Ein paar Stunden später tippte Caroline Lydia von hinten auf die Schulter. Erschrocken drehte sich Lydia um.
„Ach du bist es nur. Du siehst ja toll aus.“
Lydia begutachtete Carolines hellgrünes Kleid.
Caroline lachte.
„Du siehst aber auch nicht schlecht aus.“
Bewundernd betrachtete Caroline das schwarze paillettenbestickte Kleid von Lydia. Ihre Freundin drehte sich lachend einmal um die eigene Achse.
„Also, sollen wir jetzt reingehen?“
Lydia grinste und hakte sich bei Caroline unter. Gemeinsam betraten sie den festlich geschmückten Saal. Überall hingen Luftballons und Lametta. Eine Discokugel splitterte das Licht durch den Raum und die Musik dröhnte in den Ohren. Auf der Tanzfläche bewegte sich eine kleine Gruppe synchron zum Takt. Lydia und Caroline schlenderten durch den Raum in Richtung Buffet.
„Sag mal, warum warst du eigentlich heute auf dem Schulhof so komisch?“
Caroline zuckte mit den Schultern.
„Mir war nur kalt und ich musste noch ein paar Dinge für meinen Urlaub bei meinen Verwandten erledigen.“
Sie bedienten sich an der Getränketheke. Caroline nahm sich eine Cola und gemeinsam gingen sie zu einem der freien Tische. Winkend und lachend kam Steffi auf sie zu. Sie zog eine schmale Gestalt hinter sich her. Steffi und Dorothea ließen sich auf den Stühlen nieder und plapperten fröhlich drauf los.
Die Stimmung wurde im Laufe des Abends immer ausgelassener. Es wurde gelacht und getanzt, getrunken, gegessen und gefeiert. Caroline kam es so vor, als hätte sie mit jedem Einzelnen auf dem Fest geredet. Müde lehnte sie in einem der breiten Sessel und streckte die Füße von sich. Lydia stand vor ihr und wippte im Takt der Musik.
„Du wirst doch nicht schon schlappmachen?“
Caroline winkte erschöpft ab.
„Ich glaub, ich hab genug. Ich denke, ich werde jetzt mal nach Hause gehen.“
Lydia schaute entrüstet zu ihr herunter.
„Wie, du willst schon aufgeben? Es ist doch gerade erst lustig geworden.“
Caroline sah auf ihre Uhr und sprach übertrieben ernst:
„Liebe Lydia. Wir haben schon nach drei. Es wird Zeit, dass wir uns auf den Heimweg machen.“
Lydia sah ihre Freundin genauer an.
„Mann, du siehst echt nicht gut aus.

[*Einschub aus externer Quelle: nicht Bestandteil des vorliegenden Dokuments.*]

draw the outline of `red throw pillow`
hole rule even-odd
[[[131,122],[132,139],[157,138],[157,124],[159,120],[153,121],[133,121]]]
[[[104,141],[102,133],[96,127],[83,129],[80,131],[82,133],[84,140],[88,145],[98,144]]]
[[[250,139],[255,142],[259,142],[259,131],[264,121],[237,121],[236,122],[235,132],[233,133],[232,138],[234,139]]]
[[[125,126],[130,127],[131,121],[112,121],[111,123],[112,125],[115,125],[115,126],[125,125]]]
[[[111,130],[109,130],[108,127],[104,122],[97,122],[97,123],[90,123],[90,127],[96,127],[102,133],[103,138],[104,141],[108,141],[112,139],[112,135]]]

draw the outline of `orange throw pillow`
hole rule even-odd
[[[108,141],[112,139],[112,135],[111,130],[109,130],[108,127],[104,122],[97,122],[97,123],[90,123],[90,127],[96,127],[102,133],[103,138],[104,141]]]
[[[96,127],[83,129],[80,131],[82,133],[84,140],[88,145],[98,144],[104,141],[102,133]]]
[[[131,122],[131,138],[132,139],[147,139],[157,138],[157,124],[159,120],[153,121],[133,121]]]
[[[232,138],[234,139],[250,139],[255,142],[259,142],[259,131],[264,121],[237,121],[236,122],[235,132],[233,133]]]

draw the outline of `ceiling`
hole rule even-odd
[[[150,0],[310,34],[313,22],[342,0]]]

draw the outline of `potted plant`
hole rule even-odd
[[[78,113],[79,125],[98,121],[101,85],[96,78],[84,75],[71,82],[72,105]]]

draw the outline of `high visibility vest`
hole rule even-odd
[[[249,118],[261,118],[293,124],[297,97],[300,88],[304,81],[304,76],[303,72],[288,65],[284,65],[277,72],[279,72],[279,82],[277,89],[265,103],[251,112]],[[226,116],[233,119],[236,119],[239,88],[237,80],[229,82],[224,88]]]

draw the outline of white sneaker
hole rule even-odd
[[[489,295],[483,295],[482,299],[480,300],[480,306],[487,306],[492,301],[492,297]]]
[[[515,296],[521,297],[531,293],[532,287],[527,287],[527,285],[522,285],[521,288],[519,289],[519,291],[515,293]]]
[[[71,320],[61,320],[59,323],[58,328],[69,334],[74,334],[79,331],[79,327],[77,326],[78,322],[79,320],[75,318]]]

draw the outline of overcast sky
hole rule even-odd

Was ist denn los?“
Caroline setzte sich aufrecht hin.
„Ich habe Kopfweh.“
Wie sollte sie Lydia auch erklären, dass die ganzen Leute um sie herum es ihr schwer machten, sich zu konzentrieren. Ausgerechnet heute Abend schien ihr Gehörsinn überempfindlich zu sein. Ständig hörte sie Fetzen von Gesprächen, die am anderen Ende des Saales geführt wurden. Neugierig folgte Lydia den Blicken Carolines. Das Pärchen am anderen Ende des Saales war im Schummerlicht kaum zu erkennen.
„Warum schaust du die beiden an? Wer ist das überhaupt?“
Stirnrunzelnd versuchte Lydia die zwei zu fixieren. Caroline grinste in sich hinein. Dann schüttelte sie den Kopf.
„Ich weiß es nicht. Aber es scheint, als wenn einer von den beiden zu uns kommen würde.“
Entspannt lehnte sich Caroline in ihren Sessel zurück und griff nach ihrem Drink. Lydias Blick wanderte wieder zur gegenüberliegenden Wand. Dort war nur noch eine der beiden Gestalten zu sehen. Gerade als sie sich wieder zu Caroline herumdrehen wollte, stand Kevin plötzlich vor ihr. Er druckste ein wenig herum. Dann forderte er Lydia zum Tanz auf. Caroline grinste breiter, als sie das verdutzte Gesicht ihrer Freundin sah. Dann stand sie schwungvoll auf.
„Ich verabschiede mich an dieser Stelle. Ich bin einfach hundemüde. Macht’s gut. Wir sehen uns.“
Caroline drückte Lydia zum Abschied.
„Also bis dann. Und viel Spaß noch.“
Dabei warf sie Kevin einen Blick zu. Lydia schaute verlegen zu Boden. Caroline grinste noch breiter und verließ beschwingt den Raum.
Die kühle Luft draußen tat ihren überforderten Sinnen gut. Schnell erholte sie sich und das Stimmengewirr in ihrem Kopf ließ deutlich nach.
Wenn ich diese Hellhörigkeit nicht in den Griff bekomme, werde ich noch irre.
Seufzend rieb sie sich die Schläfen. Und plötzlich war es wieder da. Carolines Nackenhaare stellten sich auf.
Nicht schon wieder. Was soll das?
Fröstelnd zog sie die Jacke über, klappte den Kragen hoch und machte sich auf den Weg nach Hause.